1.3.4.9.7 Match Transformation: Denoise

The Denoise transformation allows values to be stripped of 'noise' characters - either when clustering or comparing values, in the same way as the main Denoise processor. This increases matching accuracy, as noise characters can detract from the ability to find matching records. For example, the values "Castle (Investments) Ltd" and "Castle Investments Ltd" are a strong match, but without removing the parentheses from the former value, they would have a character edit distance of 2.

Use the Denoise transformation when matching records using an identifier where values were entered using a free text field. Free text fields cause the same data to be entered in many formats, and can also cause typographical errors which may include the insertion of 'noise' characters such as ( and ). The Denoise transformation allows such errors to be overcome when matching.

The following table describes the configuration options:

Configuration Description

Options

Specify the following options:

  • Noise characters Reference Data: list of noise values (characters or text Strings). Type: Reference Data. Default value: *Noise Characters.

  • Noise characters: additional noise characters. Type: Free text. Default value: None.

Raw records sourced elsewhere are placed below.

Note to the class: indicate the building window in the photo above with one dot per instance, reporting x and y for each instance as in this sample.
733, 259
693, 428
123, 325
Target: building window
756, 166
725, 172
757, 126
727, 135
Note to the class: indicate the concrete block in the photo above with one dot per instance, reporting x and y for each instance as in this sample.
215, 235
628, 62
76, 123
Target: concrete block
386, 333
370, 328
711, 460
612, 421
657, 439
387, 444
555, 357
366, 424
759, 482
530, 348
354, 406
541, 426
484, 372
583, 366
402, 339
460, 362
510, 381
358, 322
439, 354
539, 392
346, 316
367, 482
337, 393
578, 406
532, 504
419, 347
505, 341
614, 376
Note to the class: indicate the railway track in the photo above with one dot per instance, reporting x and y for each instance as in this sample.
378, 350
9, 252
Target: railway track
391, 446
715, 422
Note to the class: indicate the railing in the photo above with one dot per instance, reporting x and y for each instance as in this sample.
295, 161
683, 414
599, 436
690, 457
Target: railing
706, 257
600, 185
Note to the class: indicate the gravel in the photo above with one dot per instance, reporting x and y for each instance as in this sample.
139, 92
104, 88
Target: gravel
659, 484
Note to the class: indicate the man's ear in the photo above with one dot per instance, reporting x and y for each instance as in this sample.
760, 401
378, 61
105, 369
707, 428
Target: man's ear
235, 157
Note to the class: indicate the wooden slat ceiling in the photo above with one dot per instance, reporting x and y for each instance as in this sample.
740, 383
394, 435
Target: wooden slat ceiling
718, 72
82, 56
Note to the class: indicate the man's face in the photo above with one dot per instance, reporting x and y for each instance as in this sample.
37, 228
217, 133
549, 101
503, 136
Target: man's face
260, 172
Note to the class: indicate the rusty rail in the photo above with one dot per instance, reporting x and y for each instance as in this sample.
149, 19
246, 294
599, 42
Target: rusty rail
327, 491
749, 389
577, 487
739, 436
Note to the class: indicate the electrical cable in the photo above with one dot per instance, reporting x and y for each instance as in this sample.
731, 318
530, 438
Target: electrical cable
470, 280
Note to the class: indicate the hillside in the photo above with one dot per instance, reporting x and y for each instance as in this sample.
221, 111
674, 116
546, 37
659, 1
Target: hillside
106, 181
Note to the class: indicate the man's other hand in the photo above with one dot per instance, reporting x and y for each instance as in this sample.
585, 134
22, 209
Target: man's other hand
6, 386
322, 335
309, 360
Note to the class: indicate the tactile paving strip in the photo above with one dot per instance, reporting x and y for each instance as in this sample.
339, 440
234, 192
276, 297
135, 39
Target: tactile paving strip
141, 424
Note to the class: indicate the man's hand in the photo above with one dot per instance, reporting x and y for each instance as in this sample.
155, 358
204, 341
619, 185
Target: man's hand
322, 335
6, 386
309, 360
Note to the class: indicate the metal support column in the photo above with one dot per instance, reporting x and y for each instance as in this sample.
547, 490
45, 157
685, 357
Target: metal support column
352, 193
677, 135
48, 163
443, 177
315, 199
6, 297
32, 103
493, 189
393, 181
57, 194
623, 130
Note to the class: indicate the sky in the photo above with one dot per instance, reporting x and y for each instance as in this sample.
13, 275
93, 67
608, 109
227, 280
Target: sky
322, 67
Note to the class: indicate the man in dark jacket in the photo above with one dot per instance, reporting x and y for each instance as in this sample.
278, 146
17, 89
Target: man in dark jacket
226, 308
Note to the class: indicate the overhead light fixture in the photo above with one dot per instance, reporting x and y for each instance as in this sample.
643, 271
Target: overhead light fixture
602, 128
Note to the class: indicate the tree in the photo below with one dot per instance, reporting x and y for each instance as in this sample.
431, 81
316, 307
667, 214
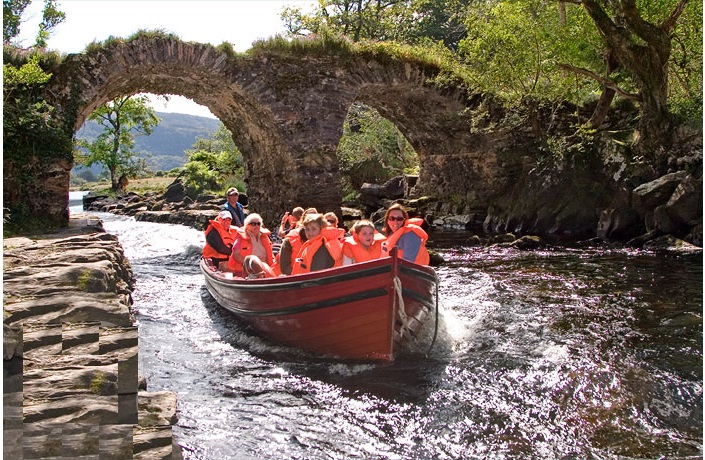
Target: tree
122, 119
404, 21
12, 11
372, 149
213, 162
641, 47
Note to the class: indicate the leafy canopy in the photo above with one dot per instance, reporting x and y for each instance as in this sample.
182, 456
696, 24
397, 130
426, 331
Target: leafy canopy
122, 119
214, 164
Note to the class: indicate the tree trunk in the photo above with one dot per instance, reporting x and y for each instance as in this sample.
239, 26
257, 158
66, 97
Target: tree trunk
643, 49
603, 107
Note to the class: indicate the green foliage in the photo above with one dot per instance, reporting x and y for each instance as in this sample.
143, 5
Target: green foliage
11, 18
513, 49
12, 11
51, 17
372, 150
214, 164
403, 21
686, 65
112, 41
122, 119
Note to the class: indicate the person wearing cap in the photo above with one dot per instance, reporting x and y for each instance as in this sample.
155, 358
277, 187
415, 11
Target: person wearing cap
290, 221
252, 250
291, 244
220, 236
234, 207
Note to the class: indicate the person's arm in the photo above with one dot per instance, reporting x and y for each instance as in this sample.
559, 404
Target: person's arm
285, 257
235, 254
282, 228
213, 238
410, 243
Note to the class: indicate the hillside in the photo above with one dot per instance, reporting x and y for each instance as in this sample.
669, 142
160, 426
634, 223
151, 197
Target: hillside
165, 147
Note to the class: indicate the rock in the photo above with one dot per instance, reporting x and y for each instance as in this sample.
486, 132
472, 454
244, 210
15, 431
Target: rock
175, 192
503, 238
71, 378
651, 194
620, 223
474, 240
670, 243
685, 206
528, 242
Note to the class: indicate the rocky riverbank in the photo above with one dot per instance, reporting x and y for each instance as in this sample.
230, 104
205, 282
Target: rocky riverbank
663, 213
71, 386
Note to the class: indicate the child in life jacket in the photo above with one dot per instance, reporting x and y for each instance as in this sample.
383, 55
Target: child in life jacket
318, 252
409, 239
220, 236
252, 244
364, 244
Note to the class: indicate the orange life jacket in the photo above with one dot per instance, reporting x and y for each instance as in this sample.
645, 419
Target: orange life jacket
331, 233
246, 249
422, 258
352, 249
304, 258
226, 235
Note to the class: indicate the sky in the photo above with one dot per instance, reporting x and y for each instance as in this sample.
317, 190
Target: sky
239, 22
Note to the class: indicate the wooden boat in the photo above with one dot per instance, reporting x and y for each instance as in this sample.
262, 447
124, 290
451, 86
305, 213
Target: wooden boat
365, 311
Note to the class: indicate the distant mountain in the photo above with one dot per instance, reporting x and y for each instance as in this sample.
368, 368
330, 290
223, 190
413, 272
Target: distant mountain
175, 133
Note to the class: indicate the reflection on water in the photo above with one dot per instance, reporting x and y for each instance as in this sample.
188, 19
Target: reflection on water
559, 353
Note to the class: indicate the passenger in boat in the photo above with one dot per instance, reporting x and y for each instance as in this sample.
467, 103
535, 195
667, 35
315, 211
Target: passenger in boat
290, 246
318, 252
290, 221
251, 239
331, 230
220, 236
409, 238
233, 206
364, 244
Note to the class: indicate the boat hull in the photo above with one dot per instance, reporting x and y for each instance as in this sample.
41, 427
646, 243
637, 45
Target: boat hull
365, 311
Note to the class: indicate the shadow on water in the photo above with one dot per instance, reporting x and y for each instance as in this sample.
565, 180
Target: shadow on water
410, 378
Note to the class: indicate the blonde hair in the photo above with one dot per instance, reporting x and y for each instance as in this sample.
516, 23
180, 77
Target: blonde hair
360, 224
331, 215
251, 217
314, 218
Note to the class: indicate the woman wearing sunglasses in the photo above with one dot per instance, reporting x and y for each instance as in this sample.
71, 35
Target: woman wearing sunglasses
408, 238
252, 242
318, 252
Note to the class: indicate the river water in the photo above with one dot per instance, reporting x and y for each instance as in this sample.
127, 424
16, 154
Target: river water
560, 353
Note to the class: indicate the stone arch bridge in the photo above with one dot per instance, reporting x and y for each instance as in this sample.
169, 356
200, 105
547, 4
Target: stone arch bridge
286, 113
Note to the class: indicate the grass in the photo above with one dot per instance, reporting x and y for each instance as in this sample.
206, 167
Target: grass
139, 186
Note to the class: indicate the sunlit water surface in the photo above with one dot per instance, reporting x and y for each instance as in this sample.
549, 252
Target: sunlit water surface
548, 354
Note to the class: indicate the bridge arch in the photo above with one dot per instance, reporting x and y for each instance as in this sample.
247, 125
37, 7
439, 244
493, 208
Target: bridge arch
286, 111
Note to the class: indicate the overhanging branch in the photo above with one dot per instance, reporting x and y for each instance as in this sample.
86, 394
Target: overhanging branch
603, 80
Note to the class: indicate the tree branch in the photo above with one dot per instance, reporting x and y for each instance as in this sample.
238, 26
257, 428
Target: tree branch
608, 83
670, 22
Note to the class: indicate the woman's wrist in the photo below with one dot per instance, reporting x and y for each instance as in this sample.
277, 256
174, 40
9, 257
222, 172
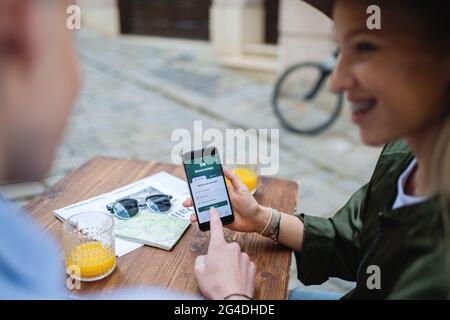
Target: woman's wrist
264, 216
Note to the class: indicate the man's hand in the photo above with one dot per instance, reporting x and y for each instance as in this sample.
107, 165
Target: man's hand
224, 270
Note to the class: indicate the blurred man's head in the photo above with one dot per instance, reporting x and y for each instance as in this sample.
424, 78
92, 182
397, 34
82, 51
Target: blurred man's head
38, 85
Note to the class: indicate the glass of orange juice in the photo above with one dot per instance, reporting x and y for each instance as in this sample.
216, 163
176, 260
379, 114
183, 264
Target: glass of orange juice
248, 174
89, 246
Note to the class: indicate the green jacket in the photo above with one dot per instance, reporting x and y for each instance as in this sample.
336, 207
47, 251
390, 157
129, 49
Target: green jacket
407, 244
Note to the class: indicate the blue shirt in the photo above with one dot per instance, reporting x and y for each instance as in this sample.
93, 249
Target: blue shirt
30, 261
31, 264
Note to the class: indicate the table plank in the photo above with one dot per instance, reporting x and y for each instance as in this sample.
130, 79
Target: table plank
153, 266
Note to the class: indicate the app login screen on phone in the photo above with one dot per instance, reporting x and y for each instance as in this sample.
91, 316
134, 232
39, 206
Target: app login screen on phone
208, 187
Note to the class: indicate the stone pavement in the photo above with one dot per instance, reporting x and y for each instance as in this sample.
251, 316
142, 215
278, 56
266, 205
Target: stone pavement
138, 90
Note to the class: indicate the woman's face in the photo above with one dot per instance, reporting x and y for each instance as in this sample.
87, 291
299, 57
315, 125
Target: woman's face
394, 82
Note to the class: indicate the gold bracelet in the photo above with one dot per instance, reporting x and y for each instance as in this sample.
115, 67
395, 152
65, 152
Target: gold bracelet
267, 225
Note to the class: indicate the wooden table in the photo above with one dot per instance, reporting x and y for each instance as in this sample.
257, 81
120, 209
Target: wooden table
172, 269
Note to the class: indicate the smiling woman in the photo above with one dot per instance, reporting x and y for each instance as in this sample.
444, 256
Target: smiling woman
397, 80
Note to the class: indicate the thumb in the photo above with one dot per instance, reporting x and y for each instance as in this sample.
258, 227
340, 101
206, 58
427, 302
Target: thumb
216, 228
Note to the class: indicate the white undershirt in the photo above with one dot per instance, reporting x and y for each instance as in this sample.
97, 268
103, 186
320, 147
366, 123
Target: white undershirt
402, 198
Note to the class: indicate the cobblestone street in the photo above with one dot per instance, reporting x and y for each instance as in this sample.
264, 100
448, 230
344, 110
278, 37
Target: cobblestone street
136, 91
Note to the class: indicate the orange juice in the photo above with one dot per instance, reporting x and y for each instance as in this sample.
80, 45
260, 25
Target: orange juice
247, 176
92, 259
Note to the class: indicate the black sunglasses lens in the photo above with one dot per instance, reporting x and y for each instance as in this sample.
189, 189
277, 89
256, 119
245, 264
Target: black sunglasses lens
159, 203
126, 209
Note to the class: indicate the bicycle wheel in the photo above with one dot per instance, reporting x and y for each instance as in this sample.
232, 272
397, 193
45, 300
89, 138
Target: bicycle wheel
300, 101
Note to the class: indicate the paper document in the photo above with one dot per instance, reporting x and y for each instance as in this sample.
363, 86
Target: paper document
161, 230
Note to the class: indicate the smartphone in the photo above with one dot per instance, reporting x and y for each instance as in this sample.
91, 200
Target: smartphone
207, 185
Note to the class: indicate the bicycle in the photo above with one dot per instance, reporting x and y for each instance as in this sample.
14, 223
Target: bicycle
299, 101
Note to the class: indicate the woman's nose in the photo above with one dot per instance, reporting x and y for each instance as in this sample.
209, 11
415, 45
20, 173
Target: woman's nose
341, 78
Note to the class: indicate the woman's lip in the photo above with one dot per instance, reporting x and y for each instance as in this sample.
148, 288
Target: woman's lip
358, 116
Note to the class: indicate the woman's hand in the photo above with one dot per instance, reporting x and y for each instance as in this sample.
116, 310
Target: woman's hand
224, 270
249, 216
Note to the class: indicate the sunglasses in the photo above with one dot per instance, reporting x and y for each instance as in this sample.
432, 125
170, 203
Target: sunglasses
129, 208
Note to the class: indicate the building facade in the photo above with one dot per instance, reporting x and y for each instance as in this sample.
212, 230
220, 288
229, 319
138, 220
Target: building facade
261, 35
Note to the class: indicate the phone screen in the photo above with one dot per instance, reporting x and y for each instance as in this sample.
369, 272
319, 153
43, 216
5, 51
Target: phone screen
207, 185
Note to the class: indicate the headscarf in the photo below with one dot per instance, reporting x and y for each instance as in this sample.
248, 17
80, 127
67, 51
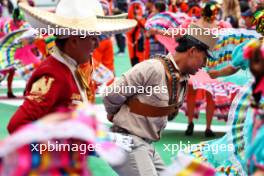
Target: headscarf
210, 11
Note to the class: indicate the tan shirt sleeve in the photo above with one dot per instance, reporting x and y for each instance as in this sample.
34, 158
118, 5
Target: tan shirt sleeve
147, 73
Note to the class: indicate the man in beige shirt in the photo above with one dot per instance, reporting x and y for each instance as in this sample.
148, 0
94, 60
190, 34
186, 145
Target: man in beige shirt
141, 101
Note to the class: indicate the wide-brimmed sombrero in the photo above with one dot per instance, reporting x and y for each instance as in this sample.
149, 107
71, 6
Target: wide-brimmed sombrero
76, 17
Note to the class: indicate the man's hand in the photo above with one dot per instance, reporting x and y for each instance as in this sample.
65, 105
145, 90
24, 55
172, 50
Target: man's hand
125, 142
213, 74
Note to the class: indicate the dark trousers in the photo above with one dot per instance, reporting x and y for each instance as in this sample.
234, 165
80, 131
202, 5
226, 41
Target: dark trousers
121, 42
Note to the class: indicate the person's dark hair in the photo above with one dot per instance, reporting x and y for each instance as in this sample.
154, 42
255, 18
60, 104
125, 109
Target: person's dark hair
185, 43
243, 6
60, 43
10, 6
160, 6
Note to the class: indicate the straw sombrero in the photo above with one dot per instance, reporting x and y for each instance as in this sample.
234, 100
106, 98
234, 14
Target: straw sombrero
76, 17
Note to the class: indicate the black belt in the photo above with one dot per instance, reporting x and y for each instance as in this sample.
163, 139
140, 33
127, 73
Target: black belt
117, 129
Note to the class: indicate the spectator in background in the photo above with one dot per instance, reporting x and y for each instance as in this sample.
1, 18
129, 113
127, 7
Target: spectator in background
231, 12
247, 19
104, 53
7, 8
120, 7
136, 37
155, 46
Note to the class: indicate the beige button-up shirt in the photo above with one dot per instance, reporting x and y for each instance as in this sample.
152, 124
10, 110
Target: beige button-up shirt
151, 74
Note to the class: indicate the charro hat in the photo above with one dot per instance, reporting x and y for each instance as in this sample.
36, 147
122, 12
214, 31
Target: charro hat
78, 17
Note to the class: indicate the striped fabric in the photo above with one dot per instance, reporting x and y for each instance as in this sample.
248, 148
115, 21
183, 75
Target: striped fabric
232, 161
229, 38
165, 20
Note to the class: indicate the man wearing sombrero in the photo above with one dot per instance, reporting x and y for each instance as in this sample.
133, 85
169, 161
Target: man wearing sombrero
64, 79
142, 101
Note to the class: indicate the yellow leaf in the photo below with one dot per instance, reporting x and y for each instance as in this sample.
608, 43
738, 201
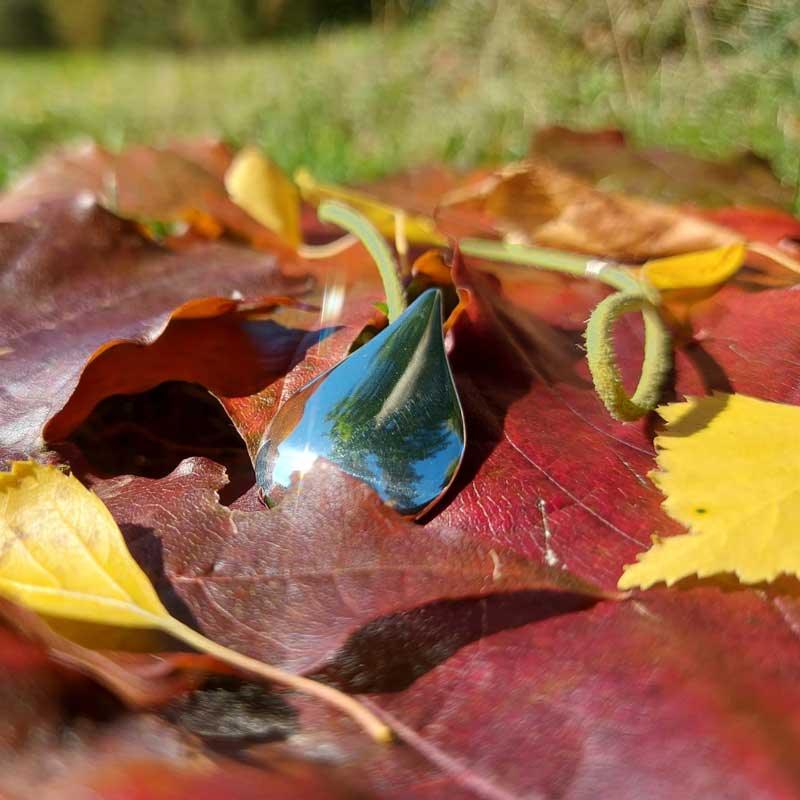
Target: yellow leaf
695, 270
730, 470
418, 229
62, 555
259, 186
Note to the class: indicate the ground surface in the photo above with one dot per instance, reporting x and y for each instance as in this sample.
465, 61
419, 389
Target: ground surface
463, 87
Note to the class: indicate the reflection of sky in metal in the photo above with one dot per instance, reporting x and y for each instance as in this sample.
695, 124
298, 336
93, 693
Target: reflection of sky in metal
410, 414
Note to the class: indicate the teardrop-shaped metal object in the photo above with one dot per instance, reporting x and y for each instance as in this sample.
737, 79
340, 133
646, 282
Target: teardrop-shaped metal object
389, 414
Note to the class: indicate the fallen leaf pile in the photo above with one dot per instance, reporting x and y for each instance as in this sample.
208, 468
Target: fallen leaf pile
160, 305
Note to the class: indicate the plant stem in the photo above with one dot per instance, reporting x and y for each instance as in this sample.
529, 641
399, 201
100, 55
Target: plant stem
357, 224
371, 724
329, 250
603, 363
554, 260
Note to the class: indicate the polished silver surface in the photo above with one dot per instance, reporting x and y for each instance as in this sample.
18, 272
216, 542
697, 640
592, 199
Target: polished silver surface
389, 414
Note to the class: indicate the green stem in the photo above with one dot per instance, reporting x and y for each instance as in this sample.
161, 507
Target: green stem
362, 715
631, 296
357, 224
656, 364
554, 260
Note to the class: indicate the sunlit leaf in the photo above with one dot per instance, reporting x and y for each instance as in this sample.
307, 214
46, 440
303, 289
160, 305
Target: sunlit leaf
259, 186
730, 468
62, 554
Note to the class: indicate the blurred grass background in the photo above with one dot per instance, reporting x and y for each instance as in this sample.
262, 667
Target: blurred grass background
358, 88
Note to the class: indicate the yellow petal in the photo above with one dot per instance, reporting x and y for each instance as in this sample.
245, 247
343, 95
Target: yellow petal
62, 554
730, 470
418, 229
695, 270
258, 185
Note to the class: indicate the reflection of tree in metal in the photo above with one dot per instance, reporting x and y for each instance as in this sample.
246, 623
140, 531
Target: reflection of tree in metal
389, 414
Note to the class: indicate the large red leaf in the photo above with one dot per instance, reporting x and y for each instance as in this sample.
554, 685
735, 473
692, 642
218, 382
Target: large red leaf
607, 159
674, 694
288, 585
78, 281
149, 183
547, 472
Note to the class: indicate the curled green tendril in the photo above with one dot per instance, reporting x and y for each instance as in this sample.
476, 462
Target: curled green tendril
603, 363
360, 227
631, 296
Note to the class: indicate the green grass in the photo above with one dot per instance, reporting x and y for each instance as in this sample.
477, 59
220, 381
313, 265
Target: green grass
358, 103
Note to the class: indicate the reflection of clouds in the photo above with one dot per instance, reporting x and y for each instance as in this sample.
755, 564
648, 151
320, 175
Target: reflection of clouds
292, 459
408, 383
332, 303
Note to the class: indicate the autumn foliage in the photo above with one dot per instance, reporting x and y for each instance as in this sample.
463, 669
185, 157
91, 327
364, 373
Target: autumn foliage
147, 340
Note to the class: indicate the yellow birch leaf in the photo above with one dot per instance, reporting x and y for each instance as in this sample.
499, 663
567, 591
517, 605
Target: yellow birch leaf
695, 270
418, 229
63, 555
730, 470
258, 185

    Note: All characters are treated as additional individual denoise characters. The value is not considered as a text String to remove where it appears.

Example

In this example, data has been imported from a text file, so all attributes have String types. In Data Type Profiling (see Data Types Profiler), one of the attributes was found to contain number values corresponding to phone number area codes. The data is converted to a Number format when clustering.

Example configuration

In this example, the Denoise transformation is used to strip noise characters from company names when matching. The following noise characters are used:& + ( ) - *

Example transformations

The following table shows examples of transformations using the above configuration:

Table 1-79 Example Transformations for Denoise

Value Transformed Value

Castle (Investments) Ltd

Castle Investments Ltd

Castle Investments Ltd

Castle Investments Ltd

Ipswich & Norwich Co-op

Ipswich Norwich Coop

Ipswich + Norwich Co-operative

Ipswich Norwich Cooperative

Barclays Bank - Cambridge

Barclays Bank Cambridge

Barclays Bank (Cambridge)

Barclays Bank Cambridge

George & Sons ***in administration***

George Sons in administration